Monitoring of air quality to prevent exposure to NO2 at parts-per-billion (ppb) levels is currently only possible with unwieldy, expensive equipment and is therefore scarcely implemented. The goal of this work was to create a device that was sensitive and accurate enough to detect below 20 ppb of NO2 in the air but that would also operate in real-world situations and be convenient and affordable enough to have the potential for widespread use.

The breakthrough came when the team developed an NO2 sensing layer based on a laser-deposited carbon aerogel (LDCA), which they found to have exceptional selectivity towards NO2 over other common air pollutants, making it unique amongst carbon nanomaterials. Using a scalable and inexpensive one-step laser process, the thin, porous, and well-adhered film of LDCA is deposited onto electrodes, which can then be housed in a range of device structures for continuous air monitoring. The sensor is so sensitive that it can detect close to 10 ppb of NO2 in less than 15 minutes and crucially, can operate at room temperature — even performing well in humid conditions, a problematic environment for many other sensors.

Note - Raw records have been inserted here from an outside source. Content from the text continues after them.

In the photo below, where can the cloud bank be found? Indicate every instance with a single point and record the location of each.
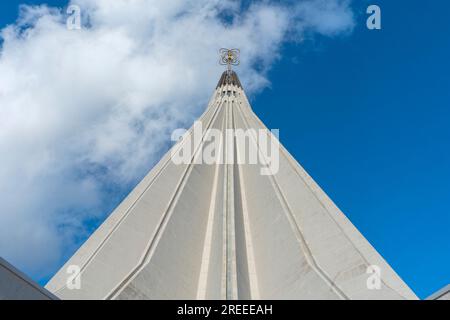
(85, 113)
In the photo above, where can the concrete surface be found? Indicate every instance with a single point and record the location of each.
(443, 294)
(14, 285)
(224, 231)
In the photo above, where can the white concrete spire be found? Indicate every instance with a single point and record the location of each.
(230, 228)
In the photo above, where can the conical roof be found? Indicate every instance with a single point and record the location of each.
(228, 229)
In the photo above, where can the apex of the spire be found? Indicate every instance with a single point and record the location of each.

Like condensation on a windowpane, nanomaterials such as the carbon used in this development, nearly always have surface water. Normally, this is a negative, as it interferes with the technology but in this case, the team was able to use the layer of water to their advantage to selectively dissolve NO2 instead of other volatiles normally found in ambient conditions.

Potential applications for the sensor could include as a safety device to monitor the air quality in a baby's bedroom, to help inform the best walking or cycling routes and times of day to avoid high pollution levels, and even by real estate agents to provide prospective house buyers with information on the NO2 levels in a home and area.

The data could also feed into a national or worldwide pollution monitoring database in order to effect positive action on air quality.